Much of our political attention in the coming weeks will be focused on the Kansas governor’s race, but we’ll want to keep our eyes on the state’s Senate race, too.
In most years, that would not be the case — Kansans have sent Republicans to the Senate since the Great Depression. The Kansas campaign trail is strewn with the bleached bones of Democrats who thought they had a chance, only to fall short.
By most measures, GOP incumbent Sen. Pat Roberts enters the fall campaign as the favorite. He’ll have more money, everyone knows him, and he’s a Republican in a Republican state in a Republican year.
Yet there are interesting warning signs. In a Rasmussen poll this week, Roberts led by just 4 percentage points.

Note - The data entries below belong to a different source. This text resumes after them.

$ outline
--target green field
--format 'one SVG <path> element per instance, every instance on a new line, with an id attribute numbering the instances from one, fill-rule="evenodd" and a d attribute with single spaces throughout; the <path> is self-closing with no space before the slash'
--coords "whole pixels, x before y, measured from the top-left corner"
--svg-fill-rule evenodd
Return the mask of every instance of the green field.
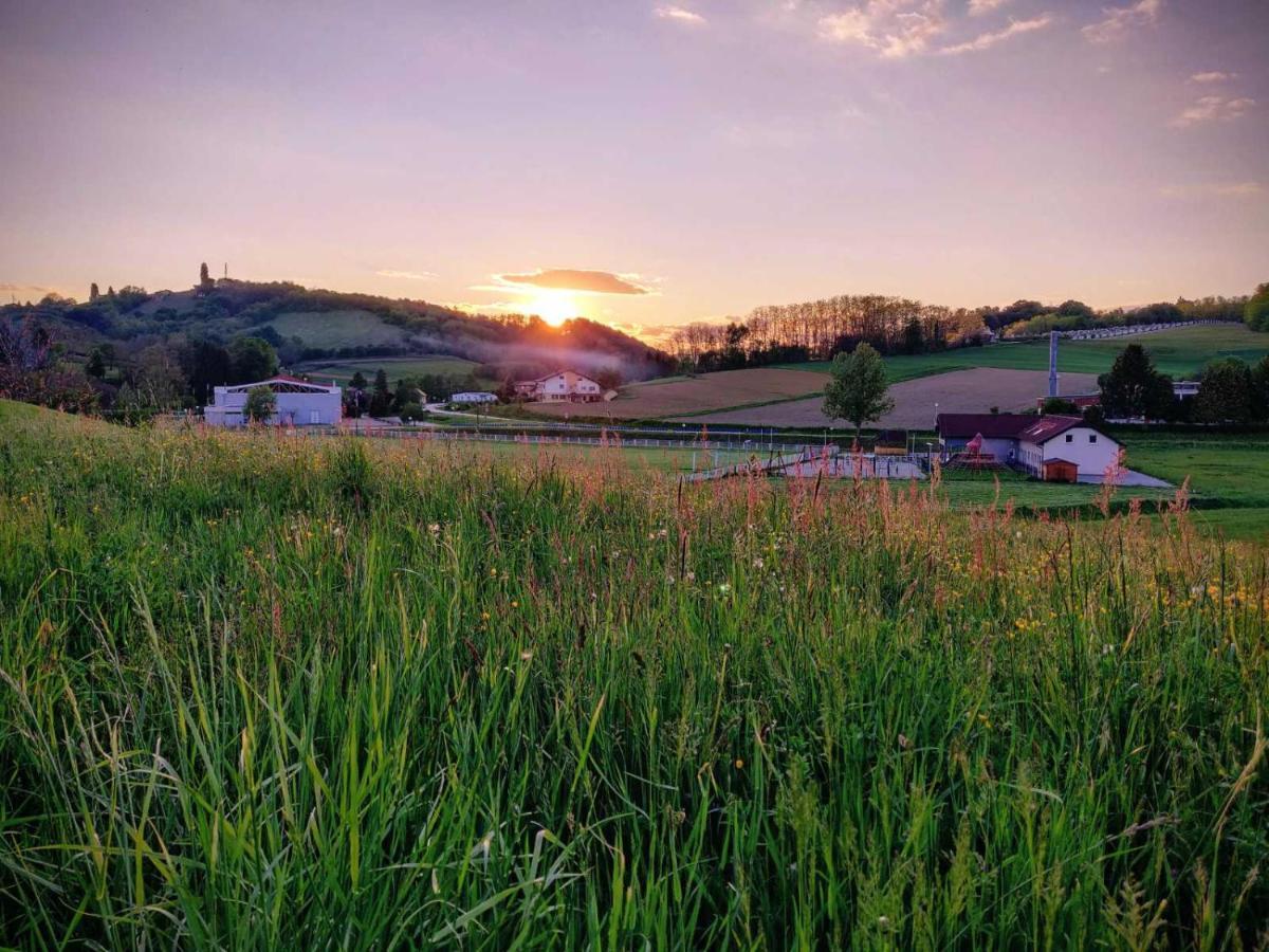
<path id="1" fill-rule="evenodd" d="M 0 609 L 6 946 L 1217 949 L 1269 908 L 1264 555 L 1184 515 L 0 402 Z"/>
<path id="2" fill-rule="evenodd" d="M 1207 325 L 1113 340 L 1063 340 L 1058 345 L 1058 369 L 1067 373 L 1105 373 L 1128 344 L 1145 347 L 1155 358 L 1159 371 L 1176 380 L 1195 377 L 1206 363 L 1220 357 L 1239 357 L 1254 363 L 1269 354 L 1269 334 L 1256 334 L 1241 324 Z M 829 369 L 826 360 L 783 366 L 817 372 Z M 973 367 L 1047 371 L 1048 341 L 887 357 L 886 367 L 892 383 Z"/>
<path id="3" fill-rule="evenodd" d="M 317 380 L 329 378 L 336 383 L 348 383 L 358 371 L 367 380 L 373 380 L 374 373 L 381 367 L 388 374 L 388 381 L 395 383 L 405 377 L 423 377 L 429 374 L 466 377 L 470 373 L 475 373 L 480 368 L 480 364 L 475 360 L 464 360 L 461 357 L 438 354 L 437 357 L 368 357 L 355 360 L 310 360 L 298 364 L 296 369 Z"/>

Incumbents in both parties are struggling, and voters are in a foul mood. Roberts got less than half his party’s votes on primary day. Had rookie Milton Wolf picked off just 92 Roberts votes in every county, the senior senator would be on his way home, wherever that might be.
Wolf made a serious case against Roberts’ long tenure in Washington. At the same time, Roberts’ unmistakable march to the right may alienate some moderates turning out for the Sam Brownback-versus-Paul Davis race, the other attention-getter on the ballot.
Finally, it isn’t clear what Wolf’s voters will do. It’s highly unlikely they’ll support Democrat Chad Taylor — or independent Greg Orman, who tried to run as a Democrat six years ago. But if the Wolfpack skips the November race, Roberts’ hurdle will get that much higher.
He seems to know this. On primary night, he pleaded for unity in a party that remains at war with itself.
Roberts is far from powerless. If national Republicans sniff an upset, they’ll pour millions into the race. Without Kansas, they know, the GOP has no chance of taking over the Senate.
Roberts remains closely linked with farmers, a dwindling but still important part of the state’s electorate. Myth tells us farmers are anti-Washington. The truth is more complex: Most farmers are savvy businessmen and women who understand their dependence on the government for insurance, loans and other benefits.
Roberts, for all his anti-D.C. rhetoric, understands this too. And he can visit the coffee shop or grain elevator in Wellington or Great Bend and speak a language farmers understand, a challenge Orman and Taylor may struggle to meet.
So give Pat Roberts a solid lead at halftime. The odds are in his favor, but odder things have happened.